The exact timeline of events remains in dispute. According to SFPD, officers responded to the 700 block of Jackson St. at approximately 8:50 p.m. and found the Waymo engulfed in flames.
However, San Francisco Fire Department spokesperson Lt. Mariano Elias said firefighters responded to the scene at 9:03 p.m. and learned that a group of 10 people had surrounded the car, tagging it with graffiti and breaking its windows before setting off a firework inside the Jaguar.
A vehicle posted by Twitter user World Peace Movement shows a member of the crowd tossing a firework into the vehicle’s front passenger seat via the broken passenger window. Within seconds, flames are visible in the front seat of the car.
Safe Street Rebel, an activist organization that made headlines for placing traffic cones on the hoods of robotaxis last year to impede their progress, said the attack on the Waymo was “not a Safe Street Rebel action.”

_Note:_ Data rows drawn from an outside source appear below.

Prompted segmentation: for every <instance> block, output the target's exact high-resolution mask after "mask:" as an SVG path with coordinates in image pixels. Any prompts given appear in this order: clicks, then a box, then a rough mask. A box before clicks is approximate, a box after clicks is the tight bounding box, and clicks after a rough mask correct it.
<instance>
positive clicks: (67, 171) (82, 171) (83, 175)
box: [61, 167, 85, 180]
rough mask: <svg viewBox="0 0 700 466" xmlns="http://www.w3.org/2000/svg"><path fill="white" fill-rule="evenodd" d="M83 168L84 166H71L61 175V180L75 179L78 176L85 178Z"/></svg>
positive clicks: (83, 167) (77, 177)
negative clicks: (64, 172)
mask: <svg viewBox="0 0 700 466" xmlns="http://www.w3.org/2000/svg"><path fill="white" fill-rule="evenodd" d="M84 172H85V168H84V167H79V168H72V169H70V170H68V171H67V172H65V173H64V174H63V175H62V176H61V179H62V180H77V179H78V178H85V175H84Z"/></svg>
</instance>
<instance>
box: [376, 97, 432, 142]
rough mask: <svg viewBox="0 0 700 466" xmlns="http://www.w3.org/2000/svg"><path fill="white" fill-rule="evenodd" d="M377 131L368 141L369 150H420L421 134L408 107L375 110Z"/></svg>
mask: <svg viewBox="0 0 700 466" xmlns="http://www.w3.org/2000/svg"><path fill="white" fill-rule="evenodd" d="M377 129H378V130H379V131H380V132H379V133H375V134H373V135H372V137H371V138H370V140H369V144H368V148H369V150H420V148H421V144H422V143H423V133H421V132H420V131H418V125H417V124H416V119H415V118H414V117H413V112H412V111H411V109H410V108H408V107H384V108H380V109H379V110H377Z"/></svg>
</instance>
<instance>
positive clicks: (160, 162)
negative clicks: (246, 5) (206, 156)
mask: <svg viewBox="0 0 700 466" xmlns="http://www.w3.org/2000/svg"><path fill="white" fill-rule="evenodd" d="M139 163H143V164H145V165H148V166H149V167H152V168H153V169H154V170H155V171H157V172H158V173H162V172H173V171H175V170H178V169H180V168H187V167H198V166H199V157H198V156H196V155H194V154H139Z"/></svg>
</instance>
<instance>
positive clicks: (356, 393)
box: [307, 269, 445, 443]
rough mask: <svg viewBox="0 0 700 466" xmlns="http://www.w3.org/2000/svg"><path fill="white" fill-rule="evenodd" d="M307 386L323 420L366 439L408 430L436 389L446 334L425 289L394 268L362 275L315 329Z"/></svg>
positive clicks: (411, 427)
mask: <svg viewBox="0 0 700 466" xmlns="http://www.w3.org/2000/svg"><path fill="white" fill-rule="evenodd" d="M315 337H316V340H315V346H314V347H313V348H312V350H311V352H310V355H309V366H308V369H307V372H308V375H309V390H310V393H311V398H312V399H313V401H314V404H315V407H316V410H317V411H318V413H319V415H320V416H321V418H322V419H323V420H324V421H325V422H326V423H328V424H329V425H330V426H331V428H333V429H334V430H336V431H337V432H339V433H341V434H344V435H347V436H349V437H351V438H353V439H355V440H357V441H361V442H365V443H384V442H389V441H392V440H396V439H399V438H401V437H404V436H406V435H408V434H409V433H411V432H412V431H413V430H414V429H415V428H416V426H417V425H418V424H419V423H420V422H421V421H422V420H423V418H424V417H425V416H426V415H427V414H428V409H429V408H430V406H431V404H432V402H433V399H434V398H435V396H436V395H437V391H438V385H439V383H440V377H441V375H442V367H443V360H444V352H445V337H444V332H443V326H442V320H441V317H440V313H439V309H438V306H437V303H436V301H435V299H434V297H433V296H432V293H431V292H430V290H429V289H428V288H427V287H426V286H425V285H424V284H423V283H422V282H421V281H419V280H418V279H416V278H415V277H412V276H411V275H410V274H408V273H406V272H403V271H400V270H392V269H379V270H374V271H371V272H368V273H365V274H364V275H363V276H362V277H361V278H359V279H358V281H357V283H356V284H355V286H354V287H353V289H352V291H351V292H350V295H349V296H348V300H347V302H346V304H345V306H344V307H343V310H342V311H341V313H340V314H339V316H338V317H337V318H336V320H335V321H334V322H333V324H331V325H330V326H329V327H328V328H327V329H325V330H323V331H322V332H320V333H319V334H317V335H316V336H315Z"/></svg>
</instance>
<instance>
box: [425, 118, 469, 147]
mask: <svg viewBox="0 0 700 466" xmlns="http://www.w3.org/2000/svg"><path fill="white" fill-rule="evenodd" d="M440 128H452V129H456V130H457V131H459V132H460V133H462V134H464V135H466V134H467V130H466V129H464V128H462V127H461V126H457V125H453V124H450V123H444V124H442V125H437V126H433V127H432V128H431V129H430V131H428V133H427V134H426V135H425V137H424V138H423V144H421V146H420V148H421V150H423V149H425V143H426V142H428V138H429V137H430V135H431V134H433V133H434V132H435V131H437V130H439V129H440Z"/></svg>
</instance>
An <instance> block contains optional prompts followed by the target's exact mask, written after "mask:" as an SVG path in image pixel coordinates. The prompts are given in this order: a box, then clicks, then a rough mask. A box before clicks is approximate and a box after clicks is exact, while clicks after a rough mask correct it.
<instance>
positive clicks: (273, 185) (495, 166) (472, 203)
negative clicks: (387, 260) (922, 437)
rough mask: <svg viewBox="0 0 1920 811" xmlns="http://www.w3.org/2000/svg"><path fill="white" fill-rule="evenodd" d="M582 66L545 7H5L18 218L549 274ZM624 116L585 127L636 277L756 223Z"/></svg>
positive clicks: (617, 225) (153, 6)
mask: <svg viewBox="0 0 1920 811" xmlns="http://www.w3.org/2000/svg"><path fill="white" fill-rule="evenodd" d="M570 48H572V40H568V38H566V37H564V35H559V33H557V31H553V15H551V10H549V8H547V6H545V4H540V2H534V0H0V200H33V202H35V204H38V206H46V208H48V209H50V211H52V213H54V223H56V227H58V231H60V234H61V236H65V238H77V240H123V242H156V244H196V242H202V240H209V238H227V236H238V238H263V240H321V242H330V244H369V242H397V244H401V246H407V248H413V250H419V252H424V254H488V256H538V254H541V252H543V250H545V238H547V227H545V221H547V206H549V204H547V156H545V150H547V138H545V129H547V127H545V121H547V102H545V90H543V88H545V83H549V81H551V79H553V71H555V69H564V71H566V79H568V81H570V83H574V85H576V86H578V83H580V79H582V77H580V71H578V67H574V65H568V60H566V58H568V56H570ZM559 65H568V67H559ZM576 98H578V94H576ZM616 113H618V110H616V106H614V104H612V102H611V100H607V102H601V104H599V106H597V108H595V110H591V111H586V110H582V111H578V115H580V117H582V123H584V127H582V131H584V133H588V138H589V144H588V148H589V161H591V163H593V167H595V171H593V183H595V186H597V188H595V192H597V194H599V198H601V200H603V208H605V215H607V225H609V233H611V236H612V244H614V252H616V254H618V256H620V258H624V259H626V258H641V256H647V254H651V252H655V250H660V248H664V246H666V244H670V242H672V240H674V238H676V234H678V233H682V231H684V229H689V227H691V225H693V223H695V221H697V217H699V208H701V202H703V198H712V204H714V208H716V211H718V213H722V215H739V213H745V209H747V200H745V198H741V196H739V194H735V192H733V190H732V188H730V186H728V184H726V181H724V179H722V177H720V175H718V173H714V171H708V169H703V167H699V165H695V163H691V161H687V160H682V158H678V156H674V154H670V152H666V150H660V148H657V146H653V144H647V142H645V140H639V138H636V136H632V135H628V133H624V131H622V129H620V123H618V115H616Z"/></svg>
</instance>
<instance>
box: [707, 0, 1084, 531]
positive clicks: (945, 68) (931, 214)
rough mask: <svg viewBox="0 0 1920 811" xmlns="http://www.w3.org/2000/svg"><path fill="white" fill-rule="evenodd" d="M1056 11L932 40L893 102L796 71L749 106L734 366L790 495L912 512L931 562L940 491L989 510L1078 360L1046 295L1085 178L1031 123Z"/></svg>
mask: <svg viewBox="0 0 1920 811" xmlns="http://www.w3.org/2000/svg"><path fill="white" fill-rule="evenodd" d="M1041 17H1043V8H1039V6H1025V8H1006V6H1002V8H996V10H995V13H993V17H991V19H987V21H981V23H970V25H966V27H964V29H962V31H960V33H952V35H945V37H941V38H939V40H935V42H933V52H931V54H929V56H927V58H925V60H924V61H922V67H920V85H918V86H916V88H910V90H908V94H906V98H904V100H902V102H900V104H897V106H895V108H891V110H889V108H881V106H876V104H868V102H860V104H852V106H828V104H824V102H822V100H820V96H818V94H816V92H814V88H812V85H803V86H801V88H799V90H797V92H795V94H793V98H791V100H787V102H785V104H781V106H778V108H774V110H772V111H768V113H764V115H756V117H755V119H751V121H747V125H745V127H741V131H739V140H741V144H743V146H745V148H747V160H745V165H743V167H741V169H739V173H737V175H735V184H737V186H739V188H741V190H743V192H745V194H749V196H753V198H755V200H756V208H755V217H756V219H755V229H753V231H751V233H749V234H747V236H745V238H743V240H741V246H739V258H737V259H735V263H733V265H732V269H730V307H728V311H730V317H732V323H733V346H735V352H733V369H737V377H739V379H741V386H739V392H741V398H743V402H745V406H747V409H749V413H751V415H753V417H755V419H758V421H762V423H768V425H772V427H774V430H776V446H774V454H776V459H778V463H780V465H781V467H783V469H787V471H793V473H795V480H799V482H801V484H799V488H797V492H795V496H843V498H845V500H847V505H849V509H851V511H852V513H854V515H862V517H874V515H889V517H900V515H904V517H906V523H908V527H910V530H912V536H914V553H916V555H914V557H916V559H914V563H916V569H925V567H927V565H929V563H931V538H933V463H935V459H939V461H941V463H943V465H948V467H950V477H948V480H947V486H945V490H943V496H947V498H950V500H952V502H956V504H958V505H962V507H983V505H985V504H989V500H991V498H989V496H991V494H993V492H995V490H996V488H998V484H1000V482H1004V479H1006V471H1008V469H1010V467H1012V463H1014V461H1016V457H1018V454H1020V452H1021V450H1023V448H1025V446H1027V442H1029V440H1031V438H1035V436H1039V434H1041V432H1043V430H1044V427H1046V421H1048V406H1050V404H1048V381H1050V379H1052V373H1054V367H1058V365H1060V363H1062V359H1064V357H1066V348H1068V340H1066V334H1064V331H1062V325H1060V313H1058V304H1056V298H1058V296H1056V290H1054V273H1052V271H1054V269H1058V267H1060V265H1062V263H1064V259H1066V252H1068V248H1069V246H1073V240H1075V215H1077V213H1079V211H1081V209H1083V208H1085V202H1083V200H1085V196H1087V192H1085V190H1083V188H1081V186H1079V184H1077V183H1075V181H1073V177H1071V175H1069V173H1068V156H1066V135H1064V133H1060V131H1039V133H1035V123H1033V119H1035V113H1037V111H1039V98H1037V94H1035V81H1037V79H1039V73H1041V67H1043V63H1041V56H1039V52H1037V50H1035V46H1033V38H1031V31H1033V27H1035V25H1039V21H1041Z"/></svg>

However, the organization added that it “does speak to popular sentiment towards these dangerous and unneeded contraptions.”
“People are frustrated with them having unfettered access to our streets and the issues that come with that like invasive surveillance technology,” the organization wrote in a direct message to The Standard. “We can't speak to why this particular incident happened but it didn't come out of nowhere.”
Billy Riggs, the director of the University of San Francisco’s Autonomous Vehicles and the City Initiative, called the attack an example of “sheer urban violence.”
“When I look at this, it’s less a targeted attack on Waymo and more just a partying mob that’s completely out of control,” Riggs said.
By and large, however, Riggs said he is not greatly concerned about passenger safety in such situations because of the ability of customer service representatives to quickly contact riders and connect with police and fire department dispatchers.
The onboard data and footage gathered by vehicle sensors and cameras can be used to prosecute the suspected vandals, he said. Although Waymo is limited in the amount of data it can receive via a wireless transfer over the air, Riggs said data could possibly still be collected physically from what remains of the vehicle.
“I’ve read enough about forensic data acquisition that even a charred disk can still have data extracted,” Riggs said.
Since Cruise pulled its entire fleet of robotaxis off the road last fall following an incident where one of its vehicles dragged a woman under its chassis, Waymo has been the only company permitted to offer paid, driverless rides in San Francisco. The company, which is owned by Google parent Alphabet, currently also operates in Phoenix and is seeking to expand its operations in the Bay Area as well as Los Angeles and Austin.
Alain Kornhauser, an operations research and financial engineering professor at Princeton University, said he still believes in the ability of autonomous vehicles to provide affordable transportation access to those in need of it. But, he said, the footage of the destruction was sobering.
“One has to look back and say, ‘How did we get to this?’” Kornhauser said. “If it was me, I would ask what is it that I’m doing that is perceived to be so unappreciated.”